Irakischer Ministerpräsident Mahdi will Rücktritt einreichen
Nach wochenlangen Protesten mit Dutzenden Toten hat der irakische Regierungschef und Oberbefehlshaber Adel Abdel Mahdi am Freitag bekanntgegeben, dass er dem Parlament seinen Rücktritt vorschlagen werde. Zuvor hatte das geistliche Oberhaupt der Schiiten im Land, Großayatollah Ali al-Sistani, den Umgang der Regierung mit den Protesten scharf kritisiert.
Sistani forderte das Parlament auf, seine Unterstützung für die Regierung, die nicht in der Lage zu sein scheine, mit der Situation umzugehen, zu überdenken. Er verurteilte das gewaltsame Vorgehen der Sicherheitskräfte gegen Demonstranten, das schon in einem Regierungsbericht als übermäßig kritisiert worden war. Zugleich forderte Sistani die Demonstranten auf, friedlich zu bleiben.

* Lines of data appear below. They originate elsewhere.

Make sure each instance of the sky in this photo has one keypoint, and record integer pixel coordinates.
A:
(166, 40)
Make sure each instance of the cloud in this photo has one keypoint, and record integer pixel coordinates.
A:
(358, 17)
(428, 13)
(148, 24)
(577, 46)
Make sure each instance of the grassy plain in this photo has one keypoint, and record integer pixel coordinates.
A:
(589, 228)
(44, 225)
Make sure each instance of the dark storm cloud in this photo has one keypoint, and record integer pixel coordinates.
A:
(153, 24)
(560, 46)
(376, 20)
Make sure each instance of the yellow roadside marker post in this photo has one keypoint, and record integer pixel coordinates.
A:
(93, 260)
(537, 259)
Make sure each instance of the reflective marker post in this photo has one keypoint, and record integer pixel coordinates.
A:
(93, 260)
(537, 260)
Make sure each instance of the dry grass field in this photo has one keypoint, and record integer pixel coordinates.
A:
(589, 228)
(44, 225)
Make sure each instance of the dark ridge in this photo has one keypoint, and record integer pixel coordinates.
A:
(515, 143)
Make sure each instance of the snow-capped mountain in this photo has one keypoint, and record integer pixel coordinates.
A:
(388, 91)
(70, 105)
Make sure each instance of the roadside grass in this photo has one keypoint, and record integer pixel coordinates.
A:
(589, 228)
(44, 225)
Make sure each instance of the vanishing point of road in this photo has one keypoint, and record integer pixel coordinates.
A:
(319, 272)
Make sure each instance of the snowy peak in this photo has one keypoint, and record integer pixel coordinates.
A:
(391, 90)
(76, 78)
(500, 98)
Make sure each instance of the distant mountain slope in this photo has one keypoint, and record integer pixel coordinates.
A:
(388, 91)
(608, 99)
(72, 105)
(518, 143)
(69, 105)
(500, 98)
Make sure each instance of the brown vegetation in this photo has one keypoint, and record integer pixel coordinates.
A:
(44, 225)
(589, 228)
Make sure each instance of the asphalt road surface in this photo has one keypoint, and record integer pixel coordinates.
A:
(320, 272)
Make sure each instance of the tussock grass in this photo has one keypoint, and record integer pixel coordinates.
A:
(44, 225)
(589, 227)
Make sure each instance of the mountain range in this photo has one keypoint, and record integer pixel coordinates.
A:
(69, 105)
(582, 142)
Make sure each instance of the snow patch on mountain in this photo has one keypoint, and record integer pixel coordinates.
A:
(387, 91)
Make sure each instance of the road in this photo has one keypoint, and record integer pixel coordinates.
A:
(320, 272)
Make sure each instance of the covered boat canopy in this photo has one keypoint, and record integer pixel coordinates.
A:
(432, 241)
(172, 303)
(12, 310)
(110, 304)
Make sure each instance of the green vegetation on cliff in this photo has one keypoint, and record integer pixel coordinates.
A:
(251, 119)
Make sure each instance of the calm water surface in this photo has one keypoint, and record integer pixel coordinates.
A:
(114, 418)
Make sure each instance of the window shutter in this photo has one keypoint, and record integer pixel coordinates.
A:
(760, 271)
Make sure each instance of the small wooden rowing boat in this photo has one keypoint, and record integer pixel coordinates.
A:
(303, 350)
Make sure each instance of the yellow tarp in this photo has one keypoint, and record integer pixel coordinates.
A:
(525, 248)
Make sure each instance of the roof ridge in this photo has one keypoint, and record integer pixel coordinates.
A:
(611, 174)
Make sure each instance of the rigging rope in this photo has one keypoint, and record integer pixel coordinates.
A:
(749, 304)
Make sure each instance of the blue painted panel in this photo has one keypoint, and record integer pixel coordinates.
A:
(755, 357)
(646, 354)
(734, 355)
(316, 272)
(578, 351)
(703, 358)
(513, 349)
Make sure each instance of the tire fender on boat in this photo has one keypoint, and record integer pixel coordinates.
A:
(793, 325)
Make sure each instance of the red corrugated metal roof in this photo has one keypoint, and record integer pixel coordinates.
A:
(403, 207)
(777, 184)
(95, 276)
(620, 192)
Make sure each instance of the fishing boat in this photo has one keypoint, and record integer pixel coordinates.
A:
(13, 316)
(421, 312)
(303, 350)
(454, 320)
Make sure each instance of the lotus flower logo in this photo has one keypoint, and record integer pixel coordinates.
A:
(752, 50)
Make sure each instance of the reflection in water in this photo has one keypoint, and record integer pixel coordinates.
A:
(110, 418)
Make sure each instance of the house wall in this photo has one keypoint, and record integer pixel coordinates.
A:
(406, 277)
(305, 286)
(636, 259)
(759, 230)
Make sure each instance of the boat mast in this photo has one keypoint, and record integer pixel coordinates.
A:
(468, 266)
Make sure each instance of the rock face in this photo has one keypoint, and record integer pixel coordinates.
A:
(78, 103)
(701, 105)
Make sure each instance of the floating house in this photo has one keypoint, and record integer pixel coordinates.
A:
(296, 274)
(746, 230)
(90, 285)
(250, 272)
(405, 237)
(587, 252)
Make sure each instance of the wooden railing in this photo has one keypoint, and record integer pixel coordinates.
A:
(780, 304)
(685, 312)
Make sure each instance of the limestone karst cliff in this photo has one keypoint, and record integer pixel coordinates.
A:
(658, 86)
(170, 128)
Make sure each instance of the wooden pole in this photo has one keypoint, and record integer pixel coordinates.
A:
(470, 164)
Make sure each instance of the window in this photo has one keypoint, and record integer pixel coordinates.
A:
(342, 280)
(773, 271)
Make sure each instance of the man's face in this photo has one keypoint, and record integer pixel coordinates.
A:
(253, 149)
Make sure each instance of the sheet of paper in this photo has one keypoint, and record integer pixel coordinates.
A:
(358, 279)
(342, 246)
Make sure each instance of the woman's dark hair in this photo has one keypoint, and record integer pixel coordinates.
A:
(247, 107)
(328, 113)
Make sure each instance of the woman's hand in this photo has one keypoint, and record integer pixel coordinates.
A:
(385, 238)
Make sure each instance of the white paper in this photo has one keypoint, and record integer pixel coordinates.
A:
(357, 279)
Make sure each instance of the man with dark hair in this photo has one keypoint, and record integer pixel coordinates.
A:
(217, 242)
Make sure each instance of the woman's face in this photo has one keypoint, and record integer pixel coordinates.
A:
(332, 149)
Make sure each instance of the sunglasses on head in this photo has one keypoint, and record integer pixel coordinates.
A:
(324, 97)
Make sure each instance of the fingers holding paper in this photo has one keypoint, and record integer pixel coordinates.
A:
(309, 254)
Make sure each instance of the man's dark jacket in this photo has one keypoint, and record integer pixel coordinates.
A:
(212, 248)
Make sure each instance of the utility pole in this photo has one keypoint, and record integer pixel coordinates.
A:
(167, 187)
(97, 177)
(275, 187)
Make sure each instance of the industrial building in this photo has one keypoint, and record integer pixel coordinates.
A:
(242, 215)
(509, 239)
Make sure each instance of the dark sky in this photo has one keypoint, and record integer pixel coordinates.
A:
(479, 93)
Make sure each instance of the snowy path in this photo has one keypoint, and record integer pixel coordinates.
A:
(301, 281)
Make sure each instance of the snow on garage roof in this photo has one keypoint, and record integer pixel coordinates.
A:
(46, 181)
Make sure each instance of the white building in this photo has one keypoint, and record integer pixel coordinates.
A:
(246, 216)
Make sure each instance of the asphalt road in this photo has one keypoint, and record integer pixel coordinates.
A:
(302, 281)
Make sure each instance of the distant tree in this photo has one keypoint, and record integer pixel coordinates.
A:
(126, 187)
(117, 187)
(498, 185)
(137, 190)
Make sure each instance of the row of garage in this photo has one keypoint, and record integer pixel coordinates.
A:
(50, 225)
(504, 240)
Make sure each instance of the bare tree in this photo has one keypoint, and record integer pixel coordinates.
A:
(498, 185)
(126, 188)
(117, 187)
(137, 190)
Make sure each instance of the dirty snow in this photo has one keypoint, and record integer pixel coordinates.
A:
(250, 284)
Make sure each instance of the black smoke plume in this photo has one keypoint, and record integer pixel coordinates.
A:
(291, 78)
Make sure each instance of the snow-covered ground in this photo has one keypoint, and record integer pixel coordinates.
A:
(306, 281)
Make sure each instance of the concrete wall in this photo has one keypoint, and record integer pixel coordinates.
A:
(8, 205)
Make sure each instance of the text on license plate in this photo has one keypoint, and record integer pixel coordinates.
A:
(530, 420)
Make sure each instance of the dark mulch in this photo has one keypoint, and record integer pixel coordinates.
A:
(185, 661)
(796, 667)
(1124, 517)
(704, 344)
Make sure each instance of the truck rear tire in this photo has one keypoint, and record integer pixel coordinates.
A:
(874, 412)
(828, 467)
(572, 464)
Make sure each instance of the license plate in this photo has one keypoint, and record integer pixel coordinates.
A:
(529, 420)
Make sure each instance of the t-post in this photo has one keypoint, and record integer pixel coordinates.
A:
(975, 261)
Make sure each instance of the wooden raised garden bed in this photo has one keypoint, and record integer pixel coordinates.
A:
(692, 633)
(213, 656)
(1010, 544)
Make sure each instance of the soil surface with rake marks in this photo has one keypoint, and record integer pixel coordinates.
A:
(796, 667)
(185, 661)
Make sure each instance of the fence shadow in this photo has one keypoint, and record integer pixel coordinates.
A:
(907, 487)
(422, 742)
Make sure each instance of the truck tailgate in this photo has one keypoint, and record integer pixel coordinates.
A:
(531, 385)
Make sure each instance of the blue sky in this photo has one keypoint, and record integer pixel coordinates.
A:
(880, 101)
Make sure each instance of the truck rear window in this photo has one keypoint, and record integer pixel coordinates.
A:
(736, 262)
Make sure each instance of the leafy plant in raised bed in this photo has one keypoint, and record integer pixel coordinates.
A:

Die Zahl der Todesopfer seit Ausbruch der Proteste Anfang Oktober stieg am Donnerstag auf über 400. Der Unmut in der Bevölkerung richtet sich gegen die von Schiiten dominierte politische Elite, Misswirtschaft, Korruption und hohe Arbeitslosigkeit. Mittlerweile sind es die größten Unruhen seit dem Sturz des langjährigen Machthabers Saddam Hussein im Jahr 2003.
Die Justizbehörden des Landes kündigten indes eine Untersuchung an. Die Regierung verschärfte am Freitag die Sicherheitsmaßnahmen. In der Hauptstadt Bagdad und den Provinzen im Süden des Landes waren seit den Morgenstunden zusätzliche Sicherheitskräfte im Einsatz, wie Augenzeugen berichteten.
Ihnen zufolge sind seit Mittwochabend bei schweren Zusammenstößen zwischen Sicherheitskräften und Demonstranten mindestens 47 Menschen ums Leben gekommen. Mehr als 500 wurden demnach verletzt.
In der südirakischen Stadt Nassiriya seien 32 Menschen getötet worden, als Sicherheitskräfte mit Schusswaffen und Tränengas gegen Demonstranten vorgegangen seien, berichteten Augenzeugen. In der Stadt Najaf starben demnach 15 Menschen. Dort hatten Demonstranten das iranische Konsulat angegriffen und in Brand gesetzt. Bei den allermeisten Todesopfern handelt es sich um Demonstranten.
Der höchste schiitische Geistliche des Landes, Großayatollah Ali al-Sistani, rief das Parlament in seiner Freitagspredigt auf, die Wahl der Regierung zu überdenken. Am Donnerstag hatte bereits der einflussreiche schiitische Geistliche Moqtada al-Sadr den Rücktritt der von ihm mitgewählten Regierung gefordert. Sein Block hatte bei der Wahl des Parlaments im Mai 2018 die meisten Sitze gewonnen.
Die oberste Justizbehörde des Landes, der Hohe Justizrat, ordnete die Bildung einer Kommission aus drei Richtern an. Sie sollten eine „dringende Untersuchung“ zum Tod der Demonstranten in Nassiriya einleiten, meldete die staatliche Nachrichtenagentur INA. Menschenrechtsorganisation werfen den irakischen Streitkräften einen unverhältnismäßigen Einsatz von Gewalt gegen die Protestierenden vor.